For too long, Trump has gotten away with pretending that his emotional issues are just part of some offbeat New York charm or an expression of his enthusiasm for public performance. But Trump is obviously unfit—and something is profoundly wrong with a political environment in which he can now say almost anything, no matter how weird, and his comments will get a couple of days of coverage and then a shrug, as if to say: Another day, another Trump rant about sharks.

Sure, it seems funny—Haha!
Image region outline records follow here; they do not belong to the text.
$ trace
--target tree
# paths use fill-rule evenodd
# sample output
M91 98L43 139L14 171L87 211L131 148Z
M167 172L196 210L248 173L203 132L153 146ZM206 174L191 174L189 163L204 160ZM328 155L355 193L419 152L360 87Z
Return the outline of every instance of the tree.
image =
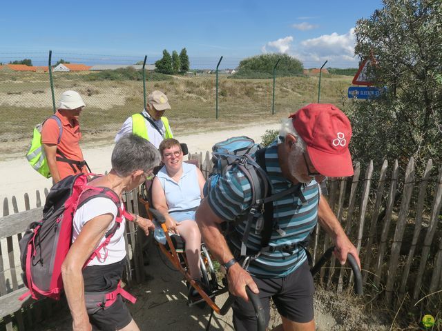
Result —
M358 21L355 53L370 56L372 77L387 88L381 97L353 105L350 147L358 161L442 161L441 21L439 0L383 0L382 9Z
M181 61L176 50L172 52L172 69L174 74L177 74L181 69Z
M25 66L28 66L30 67L32 66L32 61L30 59L23 59L23 60L19 61L10 61L9 64L24 64Z
M59 60L58 60L57 61L57 63L53 66L54 67L56 67L57 66L58 66L60 63L70 63L70 62L68 62L67 61L64 61L63 59L60 59Z
M191 68L191 63L189 61L187 50L185 48L180 52L180 61L181 62L181 72L187 72Z
M167 50L163 50L163 57L155 63L157 72L162 74L172 74L173 70L172 69L172 57Z
M253 77L254 73L273 75L273 68L278 65L278 76L291 76L302 73L304 67L298 59L287 54L264 54L256 57L248 57L240 62L236 76Z

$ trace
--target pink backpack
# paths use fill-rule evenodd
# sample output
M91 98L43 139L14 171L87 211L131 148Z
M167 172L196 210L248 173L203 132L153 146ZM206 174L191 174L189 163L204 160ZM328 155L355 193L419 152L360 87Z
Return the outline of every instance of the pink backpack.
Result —
M119 227L122 216L132 220L132 215L122 208L119 198L115 192L107 188L88 186L87 183L88 176L79 174L68 176L54 185L46 197L43 219L31 223L20 240L23 278L29 289L20 300L28 295L35 299L41 297L60 299L63 290L61 264L72 243L73 219L77 208L97 197L111 199L118 208L115 225L106 233L106 240L94 251L84 266L95 256L99 256L99 250L109 243ZM100 257L106 259L106 257L107 252L106 256ZM116 294L121 293L126 297L127 293L119 284L114 292L105 297L116 297ZM126 299L135 300L131 296ZM113 301L115 300L108 302L108 305Z

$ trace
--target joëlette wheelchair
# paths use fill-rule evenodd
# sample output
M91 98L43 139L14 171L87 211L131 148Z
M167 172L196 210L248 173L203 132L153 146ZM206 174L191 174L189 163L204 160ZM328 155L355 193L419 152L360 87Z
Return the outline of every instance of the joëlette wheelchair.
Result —
M183 154L186 155L187 154L187 146L185 144L182 144L182 150L183 150ZM196 160L187 160L185 161L185 162L193 163L198 166L198 163ZM159 223L164 233L166 243L163 244L159 241L155 241L155 243L158 245L160 250L164 256L167 257L172 265L178 271L180 271L180 272L181 272L186 281L192 288L195 288L200 295L201 299L197 300L191 300L190 299L188 299L188 305L189 306L192 306L194 305L204 305L205 303L211 308L212 314L211 314L209 323L206 329L209 330L213 312L220 315L226 314L231 305L233 303L236 297L229 294L228 299L221 307L215 303L215 299L216 297L222 294L229 290L227 281L225 277L220 280L217 277L217 273L214 268L213 261L212 261L210 252L204 243L201 243L201 254L200 256L201 273L202 274L202 287L192 279L189 270L187 259L186 257L185 250L184 249L184 243L183 239L177 234L172 233L169 234L169 230L164 223L164 217L151 206L151 181L146 181L142 185L139 201L144 205L149 217L151 219L156 220L156 222ZM320 270L321 267L330 259L334 250L334 246L329 248L315 265L311 268L311 272L313 276L314 276ZM307 256L309 256L308 250L306 250L306 252L307 252ZM361 270L352 255L349 254L347 256L347 261L351 267L354 275L355 292L358 295L362 295L363 289ZM309 262L311 265L310 257L309 258ZM189 292L192 288L189 288ZM257 330L259 331L264 331L266 330L267 325L265 325L264 309L261 305L259 297L258 294L252 292L248 287L246 288L246 292L255 309L258 321ZM190 296L188 296L188 298Z

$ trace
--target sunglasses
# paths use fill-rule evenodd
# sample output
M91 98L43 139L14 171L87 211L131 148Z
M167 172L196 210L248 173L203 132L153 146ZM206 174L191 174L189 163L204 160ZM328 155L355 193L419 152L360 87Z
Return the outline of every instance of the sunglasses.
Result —
M307 168L307 174L311 177L314 177L315 176L320 175L319 172L310 171L310 167L309 167L309 163L307 162L305 153L302 153L302 157L304 157L304 162L305 163L305 168Z
M175 157L178 157L180 155L181 155L181 153L182 152L182 151L180 150L175 150L175 152L173 152L171 153L166 153L164 154L164 157L166 159L170 159L171 157L172 157L172 155L175 156Z
M146 181L151 181L152 179L153 179L153 177L155 177L155 174L153 174L153 172L152 171L150 171L148 172L144 172L143 176L144 176L144 178L146 178Z

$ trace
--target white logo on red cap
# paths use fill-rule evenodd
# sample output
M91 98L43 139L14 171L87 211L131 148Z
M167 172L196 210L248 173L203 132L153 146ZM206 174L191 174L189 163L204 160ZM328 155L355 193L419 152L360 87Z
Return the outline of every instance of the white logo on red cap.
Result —
M345 147L347 144L347 140L345 139L345 136L344 135L344 134L343 132L338 132L338 138L334 139L332 143L335 147Z

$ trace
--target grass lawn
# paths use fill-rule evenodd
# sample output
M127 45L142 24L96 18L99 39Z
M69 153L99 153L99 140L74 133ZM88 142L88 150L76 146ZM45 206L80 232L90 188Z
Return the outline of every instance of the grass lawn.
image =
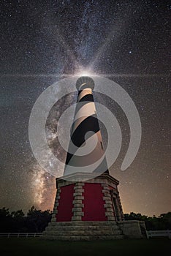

Uncle Don is telling that crazy shark story again!—until we remember that this man wants to return to a position where he would hold America’s secrets, be responsible for the execution of our laws, and preside as the commander in chief of the most powerful military in the world. A moment that seems like oddball humor should, in fact, terrify any American voter, because this behavior in anyone else would be an instant disqualification for any political office, let alone the presidency.

Worse, the people who once managed Trump’s cognitive and emotional issues are gone, never to return. A second Trump White House will be staffed with the bottom of the barrel—the opportunists and hangers-on willing to work for a reprehensible man. His Oval Office will be empty of responsible and experienced public servants if the day comes when someone has to explain to him why war might be about to erupt on the Korean peninsula or why the Russian or Chinese nuclear forces have gone on alert, and he starts talking about frying sharks with boat batteries.

The 45th president is deeply unwell. It is long past time for Americans, including those in public life, to recognize his inability to serve as the 47th.

I mean, who said it better, the convicted-felon XPOTUS, or Gabby Johnson?